Expectation: Costs go up over time
Not expected: Increasing cylinders goes from a slight difference in cost to a proportional-to-cylinder-count cost in one year

Is this intentional?  It might be the pre-1911 years that are the aberration; I see that the 1911 behavior applies in 1995 as well.  Checked 1st Gear as well as 2nd Gear; the behavior appears to be the same.

Maybe I never noticed it before because it's my first game being a pure engine-design firm, rather than a vehicle-selling company, and with enough vehicle sales that impact of the increase in engine design costs become, if not a rounding error, low.  But when engine design costs are my primary expense, the sudden change is hard not to notice!
Could you upload both saves so I can compare the company skill values you have.

I believe there is an inflationary bump in the turn events files. I don't recall exactly what it is, but I will check the company data first.
Sure - they are the 1910 vs 1911 ones in my saves folder at https://ajtjp.com/software/GearCity/Saves/ . Separate saves and sites files, and each has a 1st Gear and 2nd Gear 1910 and 1911 save.

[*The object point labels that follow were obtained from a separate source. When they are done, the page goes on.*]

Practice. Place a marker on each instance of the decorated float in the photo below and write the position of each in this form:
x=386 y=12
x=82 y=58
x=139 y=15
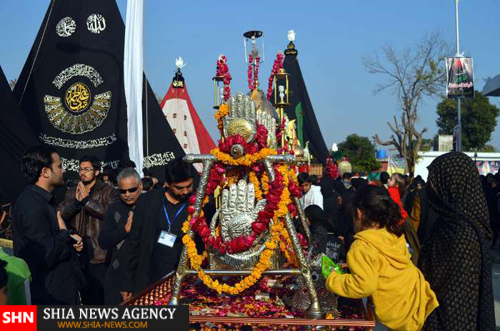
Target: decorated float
x=258 y=269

I checked the turn events but didn't find anything that jumped out at me, but I may not have been looking for the right thing.
I now believe this is probably intentional to decrease the odds of going broke before getting off the ground in the early years. Most likely several cost multipliers are significantly nerfed pre-1911 to help new players have a chance to earn some money.

I've also managed to make money with the new, higher costs. Some austerity measures were necessary, but thanks to the industry's expansion, it's once again profitable to develop engines.